Türk tarihinde "Öldü mü öldürüldü mü" sorusu her dönemde seslendirilmiştir.
Hâlâ cevapları verilemeyen iki soruyu hatırlayalım.
- Fatih Sultan Mehmet öldü mü öldürüldü mü?
- Padişah Abdülaziz intihar mı etti yoksa öldürüldü mü?
Bir de kesin olarak "Öldürülenler" var tarihimizin portreler galerisinde.
Mesela Kanuni'nin Sadrazamı İbrahim Paşa da, padişahlardan Genç Osman da, 3'üncü Selim de öldürülenlerdendir.
Başbakan Adnan Menderes de öldürülenlerdendir.
Bazı siyasetçileri devlet, bazılarını da amaçları veya dürtüleri farklı kişiler veya gruplar öldürür.
Öldürülenler
- Maliyeci Cavit Bey'i İstiklal Mahkemesi öldürmüştür.
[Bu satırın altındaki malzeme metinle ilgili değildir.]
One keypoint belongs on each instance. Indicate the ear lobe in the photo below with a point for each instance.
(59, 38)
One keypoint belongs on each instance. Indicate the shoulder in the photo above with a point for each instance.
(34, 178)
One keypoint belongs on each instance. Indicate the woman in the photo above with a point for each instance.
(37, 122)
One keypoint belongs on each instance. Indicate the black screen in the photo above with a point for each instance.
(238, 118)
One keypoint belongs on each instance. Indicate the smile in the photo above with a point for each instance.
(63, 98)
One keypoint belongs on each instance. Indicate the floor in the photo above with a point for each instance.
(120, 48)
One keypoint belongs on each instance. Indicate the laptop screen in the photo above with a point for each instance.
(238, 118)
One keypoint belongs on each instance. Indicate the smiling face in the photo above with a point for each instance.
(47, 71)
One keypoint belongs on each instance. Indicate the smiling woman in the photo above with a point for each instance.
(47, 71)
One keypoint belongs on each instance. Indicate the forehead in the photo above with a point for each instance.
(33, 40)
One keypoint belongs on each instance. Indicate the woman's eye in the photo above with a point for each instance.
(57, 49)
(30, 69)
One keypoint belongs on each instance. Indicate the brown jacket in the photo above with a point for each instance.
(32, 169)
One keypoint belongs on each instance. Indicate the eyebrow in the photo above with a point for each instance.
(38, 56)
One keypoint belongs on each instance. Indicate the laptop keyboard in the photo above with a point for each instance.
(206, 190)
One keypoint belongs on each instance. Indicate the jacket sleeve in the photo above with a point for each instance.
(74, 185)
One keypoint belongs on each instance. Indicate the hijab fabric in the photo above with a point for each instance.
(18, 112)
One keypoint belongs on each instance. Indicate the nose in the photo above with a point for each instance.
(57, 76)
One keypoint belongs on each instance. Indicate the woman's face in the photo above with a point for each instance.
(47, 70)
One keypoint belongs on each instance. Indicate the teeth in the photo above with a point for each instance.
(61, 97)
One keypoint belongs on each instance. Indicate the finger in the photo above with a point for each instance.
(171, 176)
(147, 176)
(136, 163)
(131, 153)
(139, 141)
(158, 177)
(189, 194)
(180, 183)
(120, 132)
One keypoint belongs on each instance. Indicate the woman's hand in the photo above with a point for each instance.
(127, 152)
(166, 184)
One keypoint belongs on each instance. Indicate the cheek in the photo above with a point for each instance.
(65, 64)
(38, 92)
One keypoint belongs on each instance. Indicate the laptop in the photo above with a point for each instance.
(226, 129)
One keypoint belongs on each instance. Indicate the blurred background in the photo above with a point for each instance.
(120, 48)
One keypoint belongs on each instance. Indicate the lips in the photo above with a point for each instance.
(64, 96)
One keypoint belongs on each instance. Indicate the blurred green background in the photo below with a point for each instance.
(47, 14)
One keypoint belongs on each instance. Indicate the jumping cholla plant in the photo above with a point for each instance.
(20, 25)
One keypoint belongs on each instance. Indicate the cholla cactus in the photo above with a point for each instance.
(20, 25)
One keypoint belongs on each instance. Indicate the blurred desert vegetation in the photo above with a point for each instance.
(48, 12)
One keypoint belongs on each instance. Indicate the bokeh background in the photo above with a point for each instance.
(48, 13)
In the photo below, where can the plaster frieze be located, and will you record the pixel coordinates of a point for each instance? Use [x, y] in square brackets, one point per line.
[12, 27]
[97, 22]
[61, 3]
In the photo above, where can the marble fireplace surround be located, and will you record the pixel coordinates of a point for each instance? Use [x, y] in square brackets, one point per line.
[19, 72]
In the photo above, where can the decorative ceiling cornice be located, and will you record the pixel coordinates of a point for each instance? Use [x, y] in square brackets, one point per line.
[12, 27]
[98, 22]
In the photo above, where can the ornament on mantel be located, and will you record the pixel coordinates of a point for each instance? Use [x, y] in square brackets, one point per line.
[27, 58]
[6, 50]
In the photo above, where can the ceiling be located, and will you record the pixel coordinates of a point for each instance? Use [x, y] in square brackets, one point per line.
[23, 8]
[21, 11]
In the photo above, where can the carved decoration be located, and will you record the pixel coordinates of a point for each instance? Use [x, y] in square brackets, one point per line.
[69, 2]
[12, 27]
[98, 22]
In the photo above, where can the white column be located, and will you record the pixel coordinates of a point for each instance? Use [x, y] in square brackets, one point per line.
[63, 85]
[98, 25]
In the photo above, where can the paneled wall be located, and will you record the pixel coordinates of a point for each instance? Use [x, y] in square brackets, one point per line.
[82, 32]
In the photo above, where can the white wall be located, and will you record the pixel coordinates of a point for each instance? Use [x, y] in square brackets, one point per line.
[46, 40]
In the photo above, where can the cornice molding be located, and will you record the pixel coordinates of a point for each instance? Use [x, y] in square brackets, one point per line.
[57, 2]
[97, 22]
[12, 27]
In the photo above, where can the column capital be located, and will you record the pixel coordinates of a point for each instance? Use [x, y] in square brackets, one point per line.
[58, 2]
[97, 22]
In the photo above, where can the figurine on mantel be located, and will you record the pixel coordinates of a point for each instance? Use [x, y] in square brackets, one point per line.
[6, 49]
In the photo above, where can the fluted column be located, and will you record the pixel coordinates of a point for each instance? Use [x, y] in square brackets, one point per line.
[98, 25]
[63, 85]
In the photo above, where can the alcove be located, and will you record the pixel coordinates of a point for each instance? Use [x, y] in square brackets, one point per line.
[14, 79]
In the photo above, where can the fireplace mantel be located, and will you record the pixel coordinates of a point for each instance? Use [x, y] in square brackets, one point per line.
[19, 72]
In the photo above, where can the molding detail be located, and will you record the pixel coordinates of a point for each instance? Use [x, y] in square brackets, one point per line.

- Milletvekili Halit Paşa'yı, bir başka milletvekili öldürmüştür.
- 12 Mart'ın Başbakanı Nihat Erim'i sol eğilimli teröristler öldürmüştür.
Şimdi de gündemimizde "Cumhurbaşkanı Turgut Özal öldü mü öldürüldü mü" sorusu var.
Bu konuda Adli Tıp Kurumu'nun yaptığı araştırmanın resmi sonuçları henüz belli değil... Ama kamuoyunda Özal'ın zehirlenerek öldürüldüğü inancı, giderek yerleşik hale gelmekte.
Fatih Altaylı Habertürk'te zehirlenmenin kesin olduğunu yazdı.
Bir ay bekleyeceğiz
Rasim Ozan Kütahyalı, Takvim'deki yazısında Özal'ın öldürülmüş olmasını, 12 maddelik bir mantıki gerekçeler listesine dayadı.
Adli Tıp Kurumu Başkanı Doç. Dr. Haluk İnce ise, Hürriyet yazarı Taha Akyol'a yaptığı açıklamada "Otopsiyi biz yaptık, tamamlandı. Analizlerimizi de tamamladık. Bugün itibariyle raporlama aşamasına geldik" derken "Bu aşamada ben şunu söyleyebilirim, yazılanların hiçbiri doğru değil" şeklinde konuştu...
Bu açıklamadan anlaşıldığı kadarıyla analizi tamamlanan bulguların nihai değerlendirmesini Adli Tıp Kurumu'nun 13 üyeli İhtisas Kurulu yapacak. Bu Kurul bütün tanık ifadelerini, hastane bilgilerini ve otopsi verilerini inceleyerek nihai kararı verecek.
Bu kararın da bir ay içinde açıklanması muhtemel.
Bu durumda "Özal öldürüldü mü" sorusunun kesin cevabı için İhtisas Kurulu Raporu'nu beklemek durumundayız.
Ölümünü bekleyenler
Ama bir şey söylemek gerekirse, Özal'ın ölümünden mutluluk duyanların ve bu ölümden çıkar sağlayanların var olduklarını da inkâr edemeyiz.
Özal'ın Türkiye'yi yeniden yapılandıran reformları sırasında onu hedef alan sözlü ve yazılı saldırıları gözden geçirdiğinizde, onun ölümünü bekleyenler listesini de çıkartabilirsiniz.
Bu arada bir tetikçinin 1988'de Özal'ı hedef alan bir suikast girişiminde bulunduğunu da hatırlayalım. Bu tetikçinin izi sürüldüğünde onun suikast öncesi Cenevre'de kaldığı otelin hesabının kim tarafından ödendiği de bulunmuştu.
Ama Özal "Bu meseleye kilitlenirsek, Türkiye'de ne reform yapabiliriz, ne de başka işle uğraşabiliriz" diyerek dosyayı kapattırmıştı.
Kısacası Özal öldürülmüş de olabilir.
ANAP'ı 28 Şubat darbesine dayanak yaparak sonunda bu partiyi yok edenler, Özal'ı ölümünden sonra siyaseten öldürmemişler miydi?